Nasionalisme bukan Hobi

Ini bukan sebuah nasionalisme yang tiba-tiba membara karena setting kepentingan kelompok tertentu, membenci Negara lain karena hasutan dan menjadi orang yang seolah sangat cinta tanah air. Atau nasionalisme yang muncul karena senang menonton pertandingan bulu tangkis. Bukan nasionalisme yang dibungkus dengan hobi bola, sehingga merah putih dan garuda melekat di dada. Ini bukan nasionalisme momentum tujuh belasan di bulan agustus.

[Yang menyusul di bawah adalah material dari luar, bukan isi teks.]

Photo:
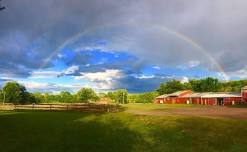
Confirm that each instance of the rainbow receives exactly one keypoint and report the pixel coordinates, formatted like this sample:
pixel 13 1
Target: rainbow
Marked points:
pixel 178 35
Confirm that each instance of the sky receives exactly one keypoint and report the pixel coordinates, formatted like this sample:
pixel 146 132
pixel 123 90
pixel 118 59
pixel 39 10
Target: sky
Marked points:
pixel 64 45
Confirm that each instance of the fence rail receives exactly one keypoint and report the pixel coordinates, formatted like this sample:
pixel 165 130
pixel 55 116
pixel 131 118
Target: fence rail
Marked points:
pixel 89 107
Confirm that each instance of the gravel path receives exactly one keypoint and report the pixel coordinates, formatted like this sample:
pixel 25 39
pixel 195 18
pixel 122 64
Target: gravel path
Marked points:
pixel 213 111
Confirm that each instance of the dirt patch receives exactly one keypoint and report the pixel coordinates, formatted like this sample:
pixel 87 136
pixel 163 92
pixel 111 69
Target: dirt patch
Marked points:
pixel 213 111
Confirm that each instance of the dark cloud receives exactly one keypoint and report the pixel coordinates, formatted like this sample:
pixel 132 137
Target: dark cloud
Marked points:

Tak banyak yang pernah mengunjungi mereka, apalagi pejabat tinggi yang tentu tidak akan tertarik mengendarai motor menyusuri jalan berbatu dan sempit, naik turun gunung dan bermain dengan jurang yang terjal. Beberapa teman, yang mengaku orang soppeng asli saat saya tanya, ternyata belum pernah kesana, pernah dengar namanya, tapi belum pernah kesana. Jangankan itu, sinyal frekuensi telepon pun masih malu-malu mengunjungi mereka, listrik mereka peroleh dari genset dan pembangkit alternatif.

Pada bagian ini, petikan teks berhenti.